Penge for sterilisation

Forfatter billede

Amerikansk NGO tilbyder HIV-smittede kvinder i Kenya penge for at lade sig sterilisere eller langtids-beskytte mod graviditet. Ikke alle synes om ideen.

The Kenyan government and rights groups have expressed outrage at a project in western Kenya that is paying HIV-positive women to undergo long-term contraception, writes IRIN.

Project Prevention, a US-based NGO, offers cash to drug addicts in the US and the UK to undergo long-term contraception or permanent sterilization.

In 2010, the project started offering HIV-positive women in western Kenya US$40 to be fitted with intrauterine devices (IUDs), which can prevent pregnancy for over a decade.

The project uses a medical practitioner in the western Kenyan town of Kakamega to insert the IUDs for $7 per woman; so far, 22 women have undergone the procedure.

– There are two issues here; one is using incentives to push women into taking up birth control, and the second is pushing women with HIV to take up long-term birth control irrespective of their reproductive needs, said Agnes Odhiambo of New York-based Human Rights Watch.

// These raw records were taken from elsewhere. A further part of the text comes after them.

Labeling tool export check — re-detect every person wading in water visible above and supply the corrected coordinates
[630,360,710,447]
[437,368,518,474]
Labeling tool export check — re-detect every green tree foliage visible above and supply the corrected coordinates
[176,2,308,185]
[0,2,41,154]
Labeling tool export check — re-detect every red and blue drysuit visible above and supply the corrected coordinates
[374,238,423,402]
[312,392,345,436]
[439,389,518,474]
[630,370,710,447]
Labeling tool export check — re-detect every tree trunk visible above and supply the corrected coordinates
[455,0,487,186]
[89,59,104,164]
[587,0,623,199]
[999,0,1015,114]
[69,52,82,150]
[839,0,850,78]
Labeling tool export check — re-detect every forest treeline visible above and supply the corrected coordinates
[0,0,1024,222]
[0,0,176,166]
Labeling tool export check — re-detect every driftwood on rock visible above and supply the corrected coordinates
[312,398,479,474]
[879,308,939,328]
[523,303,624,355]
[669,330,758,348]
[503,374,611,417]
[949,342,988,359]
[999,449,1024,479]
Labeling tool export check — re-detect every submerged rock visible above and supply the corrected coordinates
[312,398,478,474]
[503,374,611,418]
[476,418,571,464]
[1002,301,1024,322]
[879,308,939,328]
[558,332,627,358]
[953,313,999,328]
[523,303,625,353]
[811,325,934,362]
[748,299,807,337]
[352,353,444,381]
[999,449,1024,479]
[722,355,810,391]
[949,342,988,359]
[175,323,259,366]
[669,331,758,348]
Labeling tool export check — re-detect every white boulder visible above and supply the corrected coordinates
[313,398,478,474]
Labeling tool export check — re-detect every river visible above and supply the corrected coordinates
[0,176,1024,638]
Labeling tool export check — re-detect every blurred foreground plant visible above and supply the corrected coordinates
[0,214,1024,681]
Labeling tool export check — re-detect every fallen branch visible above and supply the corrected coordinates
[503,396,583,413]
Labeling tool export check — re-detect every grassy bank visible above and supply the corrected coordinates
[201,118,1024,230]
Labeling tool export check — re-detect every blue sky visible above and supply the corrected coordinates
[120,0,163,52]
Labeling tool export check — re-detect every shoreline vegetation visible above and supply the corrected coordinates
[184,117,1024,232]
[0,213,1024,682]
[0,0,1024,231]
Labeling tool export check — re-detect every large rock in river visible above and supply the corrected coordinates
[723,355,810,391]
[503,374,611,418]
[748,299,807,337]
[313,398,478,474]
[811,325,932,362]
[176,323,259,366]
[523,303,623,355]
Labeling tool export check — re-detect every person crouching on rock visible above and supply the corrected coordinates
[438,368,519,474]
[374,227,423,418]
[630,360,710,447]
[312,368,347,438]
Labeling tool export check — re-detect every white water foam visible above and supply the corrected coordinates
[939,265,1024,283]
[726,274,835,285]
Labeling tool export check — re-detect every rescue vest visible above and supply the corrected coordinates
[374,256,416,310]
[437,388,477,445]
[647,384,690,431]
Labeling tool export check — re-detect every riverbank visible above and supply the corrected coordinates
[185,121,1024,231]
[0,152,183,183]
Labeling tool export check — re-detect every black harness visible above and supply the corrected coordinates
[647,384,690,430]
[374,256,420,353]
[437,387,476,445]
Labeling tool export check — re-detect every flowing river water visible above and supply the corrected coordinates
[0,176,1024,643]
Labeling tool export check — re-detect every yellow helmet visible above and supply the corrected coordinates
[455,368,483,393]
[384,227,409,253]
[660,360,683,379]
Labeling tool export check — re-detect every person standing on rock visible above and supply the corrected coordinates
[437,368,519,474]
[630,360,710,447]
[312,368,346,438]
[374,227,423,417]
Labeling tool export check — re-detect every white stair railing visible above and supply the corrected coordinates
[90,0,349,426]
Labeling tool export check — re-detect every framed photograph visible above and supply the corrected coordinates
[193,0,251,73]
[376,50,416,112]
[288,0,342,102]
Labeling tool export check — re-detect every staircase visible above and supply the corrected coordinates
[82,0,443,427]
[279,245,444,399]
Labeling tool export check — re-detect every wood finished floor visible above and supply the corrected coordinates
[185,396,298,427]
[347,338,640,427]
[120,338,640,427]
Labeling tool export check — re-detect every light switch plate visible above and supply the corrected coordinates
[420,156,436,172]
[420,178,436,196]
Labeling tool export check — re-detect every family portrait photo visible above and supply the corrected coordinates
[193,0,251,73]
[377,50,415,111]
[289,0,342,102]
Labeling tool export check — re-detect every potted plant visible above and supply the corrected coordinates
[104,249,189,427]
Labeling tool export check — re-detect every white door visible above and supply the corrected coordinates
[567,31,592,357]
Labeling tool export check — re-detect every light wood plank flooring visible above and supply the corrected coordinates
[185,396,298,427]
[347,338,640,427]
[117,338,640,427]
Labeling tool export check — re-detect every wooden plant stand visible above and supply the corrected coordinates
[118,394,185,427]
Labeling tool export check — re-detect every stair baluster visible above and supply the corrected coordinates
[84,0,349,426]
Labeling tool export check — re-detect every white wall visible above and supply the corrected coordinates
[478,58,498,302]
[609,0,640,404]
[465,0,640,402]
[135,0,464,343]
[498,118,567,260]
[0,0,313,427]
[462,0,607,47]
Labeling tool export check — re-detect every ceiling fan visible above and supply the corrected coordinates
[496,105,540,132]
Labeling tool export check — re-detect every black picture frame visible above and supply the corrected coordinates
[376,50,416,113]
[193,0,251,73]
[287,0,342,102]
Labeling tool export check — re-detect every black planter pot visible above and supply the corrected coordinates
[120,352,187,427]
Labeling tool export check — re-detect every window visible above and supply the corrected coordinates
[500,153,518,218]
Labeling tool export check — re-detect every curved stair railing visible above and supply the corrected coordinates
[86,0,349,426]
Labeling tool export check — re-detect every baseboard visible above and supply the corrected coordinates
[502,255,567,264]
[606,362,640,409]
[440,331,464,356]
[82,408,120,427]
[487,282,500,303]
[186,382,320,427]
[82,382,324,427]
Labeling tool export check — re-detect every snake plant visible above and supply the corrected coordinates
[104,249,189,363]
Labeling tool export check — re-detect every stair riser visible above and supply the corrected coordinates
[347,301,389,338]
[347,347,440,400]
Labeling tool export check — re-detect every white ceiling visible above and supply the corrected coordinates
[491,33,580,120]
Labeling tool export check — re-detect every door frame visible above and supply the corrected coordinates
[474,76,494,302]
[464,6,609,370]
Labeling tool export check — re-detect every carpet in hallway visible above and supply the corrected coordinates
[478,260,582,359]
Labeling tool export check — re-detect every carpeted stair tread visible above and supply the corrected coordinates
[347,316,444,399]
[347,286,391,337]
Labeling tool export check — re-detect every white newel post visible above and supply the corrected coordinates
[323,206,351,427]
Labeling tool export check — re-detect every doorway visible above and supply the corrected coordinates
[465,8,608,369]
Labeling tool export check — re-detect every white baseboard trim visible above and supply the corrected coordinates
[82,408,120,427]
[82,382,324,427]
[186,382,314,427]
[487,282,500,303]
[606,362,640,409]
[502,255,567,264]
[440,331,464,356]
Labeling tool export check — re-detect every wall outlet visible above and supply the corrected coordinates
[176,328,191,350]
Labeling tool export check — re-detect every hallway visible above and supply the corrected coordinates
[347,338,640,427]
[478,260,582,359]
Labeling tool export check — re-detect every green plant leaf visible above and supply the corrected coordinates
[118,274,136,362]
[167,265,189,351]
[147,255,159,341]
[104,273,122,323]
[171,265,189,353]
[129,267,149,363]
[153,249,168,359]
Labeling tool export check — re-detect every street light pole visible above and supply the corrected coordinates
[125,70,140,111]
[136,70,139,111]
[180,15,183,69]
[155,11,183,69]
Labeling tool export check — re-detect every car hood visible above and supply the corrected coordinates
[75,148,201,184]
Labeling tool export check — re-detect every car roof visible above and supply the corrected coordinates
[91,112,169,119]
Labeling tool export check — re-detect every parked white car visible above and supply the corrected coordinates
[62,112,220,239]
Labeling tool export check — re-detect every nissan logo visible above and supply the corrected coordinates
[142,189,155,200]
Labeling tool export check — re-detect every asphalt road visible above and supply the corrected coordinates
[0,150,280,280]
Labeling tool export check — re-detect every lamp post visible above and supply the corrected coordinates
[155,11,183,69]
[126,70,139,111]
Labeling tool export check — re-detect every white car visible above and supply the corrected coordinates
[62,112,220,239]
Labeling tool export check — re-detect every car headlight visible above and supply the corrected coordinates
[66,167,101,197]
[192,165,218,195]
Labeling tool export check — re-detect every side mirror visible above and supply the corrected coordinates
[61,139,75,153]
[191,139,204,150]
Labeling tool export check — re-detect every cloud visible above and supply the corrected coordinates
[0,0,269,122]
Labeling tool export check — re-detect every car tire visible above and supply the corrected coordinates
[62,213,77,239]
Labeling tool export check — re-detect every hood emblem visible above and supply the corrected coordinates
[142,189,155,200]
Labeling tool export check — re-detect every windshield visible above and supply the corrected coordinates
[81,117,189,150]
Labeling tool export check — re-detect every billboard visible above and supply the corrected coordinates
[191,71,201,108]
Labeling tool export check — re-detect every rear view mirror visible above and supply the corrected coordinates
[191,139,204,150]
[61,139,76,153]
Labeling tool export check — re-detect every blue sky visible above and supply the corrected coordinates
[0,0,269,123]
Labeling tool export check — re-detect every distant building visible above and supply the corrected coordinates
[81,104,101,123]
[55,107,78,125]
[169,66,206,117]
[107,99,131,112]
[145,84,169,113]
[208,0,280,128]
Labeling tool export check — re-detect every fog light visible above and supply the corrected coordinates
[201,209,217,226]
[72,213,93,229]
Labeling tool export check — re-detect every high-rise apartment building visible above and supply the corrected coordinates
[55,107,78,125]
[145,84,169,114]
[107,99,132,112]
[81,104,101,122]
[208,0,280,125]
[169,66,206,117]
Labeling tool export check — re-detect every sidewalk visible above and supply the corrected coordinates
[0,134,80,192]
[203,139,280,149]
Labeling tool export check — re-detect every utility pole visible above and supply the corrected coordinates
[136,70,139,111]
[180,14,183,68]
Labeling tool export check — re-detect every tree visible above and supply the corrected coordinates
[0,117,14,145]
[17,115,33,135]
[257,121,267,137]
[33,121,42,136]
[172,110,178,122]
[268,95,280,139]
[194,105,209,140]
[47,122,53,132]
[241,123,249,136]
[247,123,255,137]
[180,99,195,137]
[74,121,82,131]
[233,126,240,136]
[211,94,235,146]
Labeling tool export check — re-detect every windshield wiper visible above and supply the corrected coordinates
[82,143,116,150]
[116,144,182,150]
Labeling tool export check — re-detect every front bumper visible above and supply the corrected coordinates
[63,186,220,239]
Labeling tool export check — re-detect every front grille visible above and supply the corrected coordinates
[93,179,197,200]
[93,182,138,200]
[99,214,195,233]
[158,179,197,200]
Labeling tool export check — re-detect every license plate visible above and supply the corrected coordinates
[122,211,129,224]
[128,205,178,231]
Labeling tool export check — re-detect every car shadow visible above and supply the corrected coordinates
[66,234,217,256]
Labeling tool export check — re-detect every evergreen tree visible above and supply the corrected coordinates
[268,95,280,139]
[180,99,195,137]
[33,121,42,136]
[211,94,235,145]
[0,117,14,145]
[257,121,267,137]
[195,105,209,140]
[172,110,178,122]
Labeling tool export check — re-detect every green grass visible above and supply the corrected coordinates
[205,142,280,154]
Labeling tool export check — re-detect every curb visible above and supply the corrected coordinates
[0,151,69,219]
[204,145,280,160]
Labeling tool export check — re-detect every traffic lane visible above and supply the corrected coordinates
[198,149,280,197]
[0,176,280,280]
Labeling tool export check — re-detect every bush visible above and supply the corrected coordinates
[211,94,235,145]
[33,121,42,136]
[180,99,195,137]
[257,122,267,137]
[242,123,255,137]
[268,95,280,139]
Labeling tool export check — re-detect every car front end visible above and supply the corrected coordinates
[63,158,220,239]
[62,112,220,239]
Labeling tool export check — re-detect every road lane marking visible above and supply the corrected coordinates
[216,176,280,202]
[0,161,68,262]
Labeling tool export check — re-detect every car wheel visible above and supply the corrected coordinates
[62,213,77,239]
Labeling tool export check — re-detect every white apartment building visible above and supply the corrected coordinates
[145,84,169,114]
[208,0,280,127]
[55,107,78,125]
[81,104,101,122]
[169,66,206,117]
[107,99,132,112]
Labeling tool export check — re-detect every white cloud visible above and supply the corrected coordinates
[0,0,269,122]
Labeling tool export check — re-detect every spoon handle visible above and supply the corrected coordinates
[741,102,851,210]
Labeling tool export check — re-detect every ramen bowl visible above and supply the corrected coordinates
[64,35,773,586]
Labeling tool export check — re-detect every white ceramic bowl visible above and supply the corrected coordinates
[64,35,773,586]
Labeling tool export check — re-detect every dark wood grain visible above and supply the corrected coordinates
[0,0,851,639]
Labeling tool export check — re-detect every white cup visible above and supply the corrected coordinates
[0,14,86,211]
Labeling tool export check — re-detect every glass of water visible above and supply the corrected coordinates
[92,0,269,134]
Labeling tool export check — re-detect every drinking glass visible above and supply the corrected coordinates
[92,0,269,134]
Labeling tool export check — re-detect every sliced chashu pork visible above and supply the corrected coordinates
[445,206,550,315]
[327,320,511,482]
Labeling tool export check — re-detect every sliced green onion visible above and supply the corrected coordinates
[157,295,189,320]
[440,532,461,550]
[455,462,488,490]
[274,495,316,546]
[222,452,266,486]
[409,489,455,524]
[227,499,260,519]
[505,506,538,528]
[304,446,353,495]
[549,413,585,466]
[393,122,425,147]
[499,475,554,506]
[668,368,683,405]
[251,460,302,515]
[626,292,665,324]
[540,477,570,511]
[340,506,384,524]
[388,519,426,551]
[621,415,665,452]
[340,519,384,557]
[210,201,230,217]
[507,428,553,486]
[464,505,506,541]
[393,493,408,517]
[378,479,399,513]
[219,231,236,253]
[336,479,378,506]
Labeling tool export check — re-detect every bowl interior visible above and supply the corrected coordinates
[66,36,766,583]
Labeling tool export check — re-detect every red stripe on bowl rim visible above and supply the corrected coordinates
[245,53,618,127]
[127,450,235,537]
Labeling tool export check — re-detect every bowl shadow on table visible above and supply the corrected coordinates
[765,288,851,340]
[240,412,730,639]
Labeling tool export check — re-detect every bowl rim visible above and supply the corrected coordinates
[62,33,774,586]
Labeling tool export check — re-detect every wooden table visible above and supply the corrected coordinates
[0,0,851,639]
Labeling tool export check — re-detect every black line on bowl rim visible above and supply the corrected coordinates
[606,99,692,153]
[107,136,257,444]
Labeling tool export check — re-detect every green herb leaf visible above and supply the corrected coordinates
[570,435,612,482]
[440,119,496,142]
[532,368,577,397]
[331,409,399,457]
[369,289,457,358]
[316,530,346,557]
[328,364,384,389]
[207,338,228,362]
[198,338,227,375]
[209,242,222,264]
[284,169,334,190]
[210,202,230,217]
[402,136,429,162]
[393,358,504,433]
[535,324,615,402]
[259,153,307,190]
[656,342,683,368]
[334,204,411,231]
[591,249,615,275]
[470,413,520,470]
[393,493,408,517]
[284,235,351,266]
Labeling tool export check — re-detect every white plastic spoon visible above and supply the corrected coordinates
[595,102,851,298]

– All women, including women with HIV, have the right to make informed choices about their reproductive health and that effectively means to use a contraceptive method of their choice, whether long or short term – the key word here is informed choice, she added, and continued:

– Giving economic incentives to women with HIV, or any woman for that matter, to undertake long-term contraception is a form of coercion and violates women’s reproductive rights and choices.

ULOVLIGT
According to James Kamau, coordinator of the Kenya Treatment Access Movement, the project was “wrong, immoral and unethical”.

‘- Someone, somewhere is sleeping on the job because a project like this cannot and should not be allowed to practise in Kenya’.

He noted that it contradicted provisions against discrimination in the country’s HIV and AIDS Prevention and Control Act of 2006.

Ministry of Health officials say Project Prevention did not seek the government’s authority before beginning its operations, making its activities illegal.

South African media reports in May said Project Prevention planned to start similar operations in South Africa.